There is not an iota of abdication of responsibility,” he said.

He endorsed the idea, supported by Altman during his congressional testimony, that a government agency should require companies to obtain licenses to deploy “highly capable” AI models.

“That means you notify the government when you start testing,” Smith said. “We need to share the results with the government.
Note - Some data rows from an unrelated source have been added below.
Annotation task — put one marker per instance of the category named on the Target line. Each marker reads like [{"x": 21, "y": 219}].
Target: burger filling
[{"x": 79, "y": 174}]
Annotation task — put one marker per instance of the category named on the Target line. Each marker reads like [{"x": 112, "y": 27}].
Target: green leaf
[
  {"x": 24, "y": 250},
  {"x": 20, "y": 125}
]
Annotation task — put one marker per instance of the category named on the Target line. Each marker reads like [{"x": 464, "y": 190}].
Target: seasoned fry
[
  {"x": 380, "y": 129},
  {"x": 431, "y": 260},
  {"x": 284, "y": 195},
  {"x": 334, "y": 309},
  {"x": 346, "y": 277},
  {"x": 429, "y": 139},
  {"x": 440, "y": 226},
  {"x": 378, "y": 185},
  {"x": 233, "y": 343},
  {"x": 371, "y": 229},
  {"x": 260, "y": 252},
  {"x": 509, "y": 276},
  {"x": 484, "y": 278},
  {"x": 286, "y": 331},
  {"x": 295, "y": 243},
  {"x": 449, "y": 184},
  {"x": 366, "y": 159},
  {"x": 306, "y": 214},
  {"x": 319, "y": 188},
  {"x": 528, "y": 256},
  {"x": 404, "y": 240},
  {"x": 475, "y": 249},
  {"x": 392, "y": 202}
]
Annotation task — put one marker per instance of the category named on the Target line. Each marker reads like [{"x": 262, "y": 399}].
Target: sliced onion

Even when it is licensed for deployment, you have a duty to continue to monitor it and report to the government if unexpected issues arise.”

Microsoft, which earned more than $22 billion from its cloud computing business in the first quarter, also said such high-risk systems should only be allowed to operate in “licensed AI data centers”. Smith acknowledged that the company would not be “badly positioned” to offer such services, but said that many US competitors could also provide them.

Microsoft added that governments should designate certain AI systems used in critical infrastructure as “high risk” and require that they have a “safety brake”. He compared this feature to “the braking system engineers long incorporated into other technologies such as elevators, school buses and high-speed trains.”

In some sensitive cases, Microsoft said, companies providing AI systems must know certain information about their customers. To protect consumers from fraud, AI-created content should have a special label, the company said.

Smith said companies must bear the legal “liability” for damages associated with AI. In some cases, he said, the responsible party might be the developer of an application like Microsoft’s Bing search engine, which uses someone else’s underlying AI technology. Cloud companies can be responsible for complying with security regulations and other rules, he added.

“We don’t necessarily have the best information or the best answer, or we may not be the most credible speaker,” Smith said. “But, you know, right now, especially in Washington DC, people are looking for ideas.”